For ministers, however, this is entertainment and leisure. Between their nutritious quinoa-led 5-meal-a-days, Maggi could act as a one-off guilty pleasure and a political weapon. Prepared by a house helper in a kitchen with ample fresh foods to feed the family many times over, Maggi is an excess by the powerful and wealthy. The high-sodium and TBHQ (chemical preservatives) content of Maggi could be washed down by detoxifying fruit juices with rare ingredients of beets, kale, ginger, and green apples.

It is tempting for ministers to show the people that they are on the same boat of suffering during the pandemic months. But the fundamental contrast in how ministers and commoners understand Maggi makes any photoshoot of eating Maggi almost pathetic.

“I am just like you”

At the heart of what ministers are trying to do with Maggi photos is appear relatable to the common Malaysian. More than saying they understand and they suffer the same way as the people, ministers are trying to show that, by eating Maggi, they are us.
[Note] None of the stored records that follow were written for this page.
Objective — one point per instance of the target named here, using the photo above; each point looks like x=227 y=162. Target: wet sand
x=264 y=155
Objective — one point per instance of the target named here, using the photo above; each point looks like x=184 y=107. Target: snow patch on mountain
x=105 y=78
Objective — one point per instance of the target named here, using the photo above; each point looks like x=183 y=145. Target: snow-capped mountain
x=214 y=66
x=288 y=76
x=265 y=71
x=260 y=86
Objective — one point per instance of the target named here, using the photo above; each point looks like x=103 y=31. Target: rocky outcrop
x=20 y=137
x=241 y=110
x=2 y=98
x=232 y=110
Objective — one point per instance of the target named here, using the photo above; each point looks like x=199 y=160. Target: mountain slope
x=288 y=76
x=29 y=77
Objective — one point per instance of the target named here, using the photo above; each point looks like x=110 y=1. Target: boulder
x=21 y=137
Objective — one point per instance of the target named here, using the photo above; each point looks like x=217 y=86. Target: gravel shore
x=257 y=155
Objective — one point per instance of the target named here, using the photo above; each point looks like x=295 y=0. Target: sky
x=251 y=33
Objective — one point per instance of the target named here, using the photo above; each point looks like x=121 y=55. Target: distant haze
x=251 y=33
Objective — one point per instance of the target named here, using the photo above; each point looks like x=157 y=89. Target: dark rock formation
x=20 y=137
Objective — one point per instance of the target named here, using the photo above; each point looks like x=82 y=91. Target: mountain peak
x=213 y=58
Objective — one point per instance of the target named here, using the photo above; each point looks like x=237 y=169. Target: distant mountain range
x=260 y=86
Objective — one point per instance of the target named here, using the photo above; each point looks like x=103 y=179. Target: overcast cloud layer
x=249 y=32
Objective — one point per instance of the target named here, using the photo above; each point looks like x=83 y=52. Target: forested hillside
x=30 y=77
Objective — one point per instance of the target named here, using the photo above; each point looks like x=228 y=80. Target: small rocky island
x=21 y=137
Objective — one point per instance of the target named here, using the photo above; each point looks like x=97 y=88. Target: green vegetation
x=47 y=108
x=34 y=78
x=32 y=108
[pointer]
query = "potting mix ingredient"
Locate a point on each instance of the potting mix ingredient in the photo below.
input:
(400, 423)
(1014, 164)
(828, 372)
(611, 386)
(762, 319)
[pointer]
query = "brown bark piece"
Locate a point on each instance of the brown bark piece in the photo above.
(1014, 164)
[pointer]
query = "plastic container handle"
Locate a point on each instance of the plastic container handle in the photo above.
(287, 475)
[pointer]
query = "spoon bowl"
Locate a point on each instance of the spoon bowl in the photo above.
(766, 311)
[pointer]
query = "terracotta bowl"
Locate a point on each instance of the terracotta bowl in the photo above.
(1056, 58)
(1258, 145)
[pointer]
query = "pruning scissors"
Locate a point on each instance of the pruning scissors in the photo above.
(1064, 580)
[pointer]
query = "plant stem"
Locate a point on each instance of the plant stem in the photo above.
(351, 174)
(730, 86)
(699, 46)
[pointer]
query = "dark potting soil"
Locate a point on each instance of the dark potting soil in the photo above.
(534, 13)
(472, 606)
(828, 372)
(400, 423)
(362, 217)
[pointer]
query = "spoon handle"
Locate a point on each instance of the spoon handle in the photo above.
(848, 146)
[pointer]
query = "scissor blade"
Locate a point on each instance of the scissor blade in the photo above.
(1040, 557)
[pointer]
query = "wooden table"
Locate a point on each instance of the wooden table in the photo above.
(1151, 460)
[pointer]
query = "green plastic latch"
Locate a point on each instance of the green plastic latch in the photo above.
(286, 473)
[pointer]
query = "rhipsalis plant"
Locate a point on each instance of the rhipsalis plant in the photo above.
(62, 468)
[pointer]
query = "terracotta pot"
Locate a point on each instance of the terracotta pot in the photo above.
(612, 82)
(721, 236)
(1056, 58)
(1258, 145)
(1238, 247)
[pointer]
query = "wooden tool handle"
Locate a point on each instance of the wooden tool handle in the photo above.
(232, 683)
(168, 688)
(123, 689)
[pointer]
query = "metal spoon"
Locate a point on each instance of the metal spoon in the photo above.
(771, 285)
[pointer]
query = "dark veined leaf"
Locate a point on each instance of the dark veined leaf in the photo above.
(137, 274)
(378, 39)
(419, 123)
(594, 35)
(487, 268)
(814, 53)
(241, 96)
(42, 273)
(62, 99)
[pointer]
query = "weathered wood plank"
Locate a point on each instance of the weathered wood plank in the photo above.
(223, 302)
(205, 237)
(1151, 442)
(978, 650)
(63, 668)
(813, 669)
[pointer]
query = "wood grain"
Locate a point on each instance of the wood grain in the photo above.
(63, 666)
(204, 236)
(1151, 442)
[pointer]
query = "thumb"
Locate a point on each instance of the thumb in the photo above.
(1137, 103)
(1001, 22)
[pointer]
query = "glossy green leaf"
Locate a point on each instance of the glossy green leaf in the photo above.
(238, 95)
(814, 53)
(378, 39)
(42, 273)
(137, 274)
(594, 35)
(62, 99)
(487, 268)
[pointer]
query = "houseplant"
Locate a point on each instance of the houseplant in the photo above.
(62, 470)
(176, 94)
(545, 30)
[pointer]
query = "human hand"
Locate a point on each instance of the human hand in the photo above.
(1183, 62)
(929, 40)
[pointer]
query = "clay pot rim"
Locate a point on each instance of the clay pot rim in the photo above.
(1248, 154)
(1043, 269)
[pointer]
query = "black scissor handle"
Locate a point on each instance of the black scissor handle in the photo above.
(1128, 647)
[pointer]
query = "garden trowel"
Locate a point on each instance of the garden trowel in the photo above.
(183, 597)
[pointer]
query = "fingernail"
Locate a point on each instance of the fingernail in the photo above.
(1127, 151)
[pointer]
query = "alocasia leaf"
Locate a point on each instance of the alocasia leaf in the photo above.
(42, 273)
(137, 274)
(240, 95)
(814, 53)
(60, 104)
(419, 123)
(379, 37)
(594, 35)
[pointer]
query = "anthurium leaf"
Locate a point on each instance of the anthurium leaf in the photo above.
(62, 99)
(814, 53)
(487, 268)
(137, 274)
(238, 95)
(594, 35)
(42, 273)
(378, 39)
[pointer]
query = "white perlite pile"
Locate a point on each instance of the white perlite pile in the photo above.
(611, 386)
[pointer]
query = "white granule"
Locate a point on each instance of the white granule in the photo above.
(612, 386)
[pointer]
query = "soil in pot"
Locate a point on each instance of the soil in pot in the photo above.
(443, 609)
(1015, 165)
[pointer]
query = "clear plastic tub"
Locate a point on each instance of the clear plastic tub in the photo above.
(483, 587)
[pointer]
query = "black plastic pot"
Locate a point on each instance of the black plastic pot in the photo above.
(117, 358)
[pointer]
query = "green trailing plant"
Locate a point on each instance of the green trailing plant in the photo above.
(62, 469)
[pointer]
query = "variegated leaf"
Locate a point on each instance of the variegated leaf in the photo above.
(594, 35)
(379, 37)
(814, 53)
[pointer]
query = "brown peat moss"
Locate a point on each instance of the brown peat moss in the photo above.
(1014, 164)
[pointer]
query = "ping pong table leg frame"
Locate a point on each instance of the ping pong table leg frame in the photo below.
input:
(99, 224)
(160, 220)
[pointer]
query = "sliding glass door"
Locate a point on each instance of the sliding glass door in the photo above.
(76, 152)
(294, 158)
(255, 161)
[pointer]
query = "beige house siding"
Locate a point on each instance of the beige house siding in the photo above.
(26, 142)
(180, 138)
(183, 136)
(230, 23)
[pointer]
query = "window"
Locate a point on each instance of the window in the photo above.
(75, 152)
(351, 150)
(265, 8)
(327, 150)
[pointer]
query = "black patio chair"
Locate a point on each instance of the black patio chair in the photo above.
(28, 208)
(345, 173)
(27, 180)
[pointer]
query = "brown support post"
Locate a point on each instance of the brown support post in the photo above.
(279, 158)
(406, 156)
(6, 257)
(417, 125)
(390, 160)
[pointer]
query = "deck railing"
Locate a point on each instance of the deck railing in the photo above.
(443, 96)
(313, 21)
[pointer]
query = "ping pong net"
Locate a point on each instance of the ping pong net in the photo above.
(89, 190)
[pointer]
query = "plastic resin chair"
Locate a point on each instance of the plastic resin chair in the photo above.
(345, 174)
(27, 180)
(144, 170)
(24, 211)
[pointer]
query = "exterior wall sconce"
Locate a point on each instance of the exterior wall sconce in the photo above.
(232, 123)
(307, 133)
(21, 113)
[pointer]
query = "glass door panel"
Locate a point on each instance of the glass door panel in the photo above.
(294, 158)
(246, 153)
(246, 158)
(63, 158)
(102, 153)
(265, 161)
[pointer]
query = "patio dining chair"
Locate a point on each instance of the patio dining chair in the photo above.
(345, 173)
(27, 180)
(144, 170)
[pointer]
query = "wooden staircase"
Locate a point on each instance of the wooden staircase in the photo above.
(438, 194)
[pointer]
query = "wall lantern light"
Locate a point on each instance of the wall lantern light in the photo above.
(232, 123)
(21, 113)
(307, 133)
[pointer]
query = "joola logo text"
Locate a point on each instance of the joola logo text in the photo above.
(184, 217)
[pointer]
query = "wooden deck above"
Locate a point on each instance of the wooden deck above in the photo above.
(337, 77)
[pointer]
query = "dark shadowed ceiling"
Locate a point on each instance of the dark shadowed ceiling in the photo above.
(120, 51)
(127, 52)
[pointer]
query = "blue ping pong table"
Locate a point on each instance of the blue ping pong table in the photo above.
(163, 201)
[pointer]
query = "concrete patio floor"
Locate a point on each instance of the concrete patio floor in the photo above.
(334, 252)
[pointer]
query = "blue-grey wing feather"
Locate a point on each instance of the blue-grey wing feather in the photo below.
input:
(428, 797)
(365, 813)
But no matter how much these ministers try, the system they inhabit would irretrievably enforce a permanent distance between them and the people.

The economic backdrop is important. Income inequality has worsened since 2016 and with the birth of the B50 category, the poor has become poorer. Unemployment and underemployment, business closures, wage levels, social protection access have all fallen into red. Economic relief programmes are ridden with quantum shortages, bureaucratic challenges, unequal and incomplete distribution.

And the most that ministers are willing to do is a three-month salary cut. Their current jobs remain secure, their pay from September remains certain, and their drivers, security, entertainment, telephone, helpers, house, vacation all remains intact.

In any system that demands a permanent distance between the ministers and the people, Maggi photos are symbolic at best, and insulting at worst.

But there is one last danger that is graver than the rest. By inadequately assuming the problems of the people, ministers are trivialising and cheapening the people’s real pain and suffering. In their attempt in saying “I am suffering just like you”, they have actually said “Your problems are so small, I could swallow them in one scoop.”